Young and Restless: The Girls Who Sparked America’s Revolutions by Mattie Kahn (June)

Young and Restless: The Girls Who Sparked America's Revolutions

Mattie Kahn's Young and Restless feels born of the current moment: a book about the Gretas and the Xiyes of the world, and the outsized role they seem to play in fixing our broken world. But it is also an interrogation into why we pay these captivating young women such attention—are young women seemingly over-represented in the climate fight because that cause is generally associated with the need to make altruistic sacrifice and women have traditionally been more associated with those tendencies? The book is also a look at why and how girls have been sidelined by history in the past—turned into objects cultural fascination while simultaneously being denied agency and power, especially in the historical record. —C.S. 

Holding Pattern By Jenny Xie (June)

Holding Pattern

In Jenny Xie’s Holding Pattern, Kathleen Cheng has moved back home to Oakland, reeling from a devastating breakup and having dropped out of a graduate program. There she finds her Chinese immigrant mother somehow newly engaged to a tech entrepreneur. Signing up to be a cuddle therapist at a curious start-up moves Cheng to reconsider the relationships in her life. Driven by Xie’s irresistible voice, this is a warm and funny debut about longing and belonging, the mother- 
daughter bond, and finding intimacy in an increasingly alienated world.—LWM

The Quickening: Creation and Community at the Ends of the Earth by Elizabeth Rush (August)
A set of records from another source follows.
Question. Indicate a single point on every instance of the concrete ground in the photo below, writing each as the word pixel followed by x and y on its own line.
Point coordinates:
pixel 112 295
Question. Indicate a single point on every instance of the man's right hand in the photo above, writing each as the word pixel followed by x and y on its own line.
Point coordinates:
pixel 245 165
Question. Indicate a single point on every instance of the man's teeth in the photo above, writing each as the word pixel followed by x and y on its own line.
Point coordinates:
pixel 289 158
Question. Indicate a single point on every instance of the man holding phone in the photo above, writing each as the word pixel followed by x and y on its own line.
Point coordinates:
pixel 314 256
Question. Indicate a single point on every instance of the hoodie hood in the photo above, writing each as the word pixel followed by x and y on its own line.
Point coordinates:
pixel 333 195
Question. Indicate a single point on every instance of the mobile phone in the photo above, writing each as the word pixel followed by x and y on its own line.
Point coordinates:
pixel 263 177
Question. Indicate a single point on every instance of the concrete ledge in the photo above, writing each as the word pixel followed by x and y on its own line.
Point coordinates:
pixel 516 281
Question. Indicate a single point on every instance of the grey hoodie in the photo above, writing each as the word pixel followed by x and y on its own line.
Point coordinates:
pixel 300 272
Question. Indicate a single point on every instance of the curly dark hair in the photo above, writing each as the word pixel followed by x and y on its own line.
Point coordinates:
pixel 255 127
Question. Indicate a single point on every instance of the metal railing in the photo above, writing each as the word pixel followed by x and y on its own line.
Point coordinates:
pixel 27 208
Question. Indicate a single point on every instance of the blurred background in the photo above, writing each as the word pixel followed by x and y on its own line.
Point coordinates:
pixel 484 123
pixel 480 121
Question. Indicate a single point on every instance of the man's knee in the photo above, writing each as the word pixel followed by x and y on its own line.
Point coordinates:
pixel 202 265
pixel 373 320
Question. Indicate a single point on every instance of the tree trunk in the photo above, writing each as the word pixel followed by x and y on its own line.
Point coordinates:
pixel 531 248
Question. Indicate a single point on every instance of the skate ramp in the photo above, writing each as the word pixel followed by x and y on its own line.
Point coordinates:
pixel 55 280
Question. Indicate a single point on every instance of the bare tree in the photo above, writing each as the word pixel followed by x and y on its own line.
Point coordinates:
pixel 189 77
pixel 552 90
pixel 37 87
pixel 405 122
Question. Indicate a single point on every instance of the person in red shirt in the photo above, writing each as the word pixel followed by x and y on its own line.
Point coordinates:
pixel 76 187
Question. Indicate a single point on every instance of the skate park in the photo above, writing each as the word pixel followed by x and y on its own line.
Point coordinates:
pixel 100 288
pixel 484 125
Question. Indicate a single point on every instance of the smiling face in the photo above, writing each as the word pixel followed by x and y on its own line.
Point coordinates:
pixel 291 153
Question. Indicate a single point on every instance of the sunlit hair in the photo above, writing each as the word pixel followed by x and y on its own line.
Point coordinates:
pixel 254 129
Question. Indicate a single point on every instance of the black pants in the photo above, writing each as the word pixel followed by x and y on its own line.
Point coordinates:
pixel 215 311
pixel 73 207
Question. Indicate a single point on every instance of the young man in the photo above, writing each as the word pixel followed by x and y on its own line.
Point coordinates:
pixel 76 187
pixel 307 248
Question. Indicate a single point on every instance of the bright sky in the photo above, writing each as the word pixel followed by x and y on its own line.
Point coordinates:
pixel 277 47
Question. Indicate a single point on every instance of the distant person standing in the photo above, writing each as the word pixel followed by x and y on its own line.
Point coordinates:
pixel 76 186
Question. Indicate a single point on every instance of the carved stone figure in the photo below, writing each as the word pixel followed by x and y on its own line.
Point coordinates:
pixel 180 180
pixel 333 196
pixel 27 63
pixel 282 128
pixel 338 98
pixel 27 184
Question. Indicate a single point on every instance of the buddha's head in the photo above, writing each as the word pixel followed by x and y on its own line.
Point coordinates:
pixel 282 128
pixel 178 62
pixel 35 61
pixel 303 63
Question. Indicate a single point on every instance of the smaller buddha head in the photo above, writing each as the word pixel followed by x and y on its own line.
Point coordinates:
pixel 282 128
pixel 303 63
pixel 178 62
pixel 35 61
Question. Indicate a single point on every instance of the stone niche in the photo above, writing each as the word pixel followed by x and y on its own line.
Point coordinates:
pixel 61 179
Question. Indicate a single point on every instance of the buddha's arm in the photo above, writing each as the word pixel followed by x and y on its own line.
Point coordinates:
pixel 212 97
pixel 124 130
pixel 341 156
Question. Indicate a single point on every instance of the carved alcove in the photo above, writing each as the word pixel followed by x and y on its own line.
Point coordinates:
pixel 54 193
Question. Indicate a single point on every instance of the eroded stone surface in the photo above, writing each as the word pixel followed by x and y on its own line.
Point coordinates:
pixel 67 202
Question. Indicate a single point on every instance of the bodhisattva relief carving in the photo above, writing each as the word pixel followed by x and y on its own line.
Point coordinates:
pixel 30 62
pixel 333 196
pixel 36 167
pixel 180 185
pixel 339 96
The Quickening: Creation and Community at the Ends of the Earth

Elizabeth Rush’s The Quickening is one part memoir, one part reporting from the edge—think Elizabeth Kolbert’s The Sixth Extinction—a book that feels as though it was written from the brink. In this case the extreme scenario is literal: Rush, a  journalist, joins a crew of scientists aboard a ship headed for a glacier in Antarctica that is, like much of the poles, rapidly disappearing. The book brings the environmental crisis into a personal sphere, asking what it means to have a child in the face of such catastrophic change. Threaded throughout this intimate investigation are the stories of the scientists and crew, each with their own take on the challenges they are facing. Rush writes with clarity and precision, giving a visceral sense of everything from the gear required to traverse an arctic landscape to the interior landscape of a woman facing change both global and immediate. — C.S.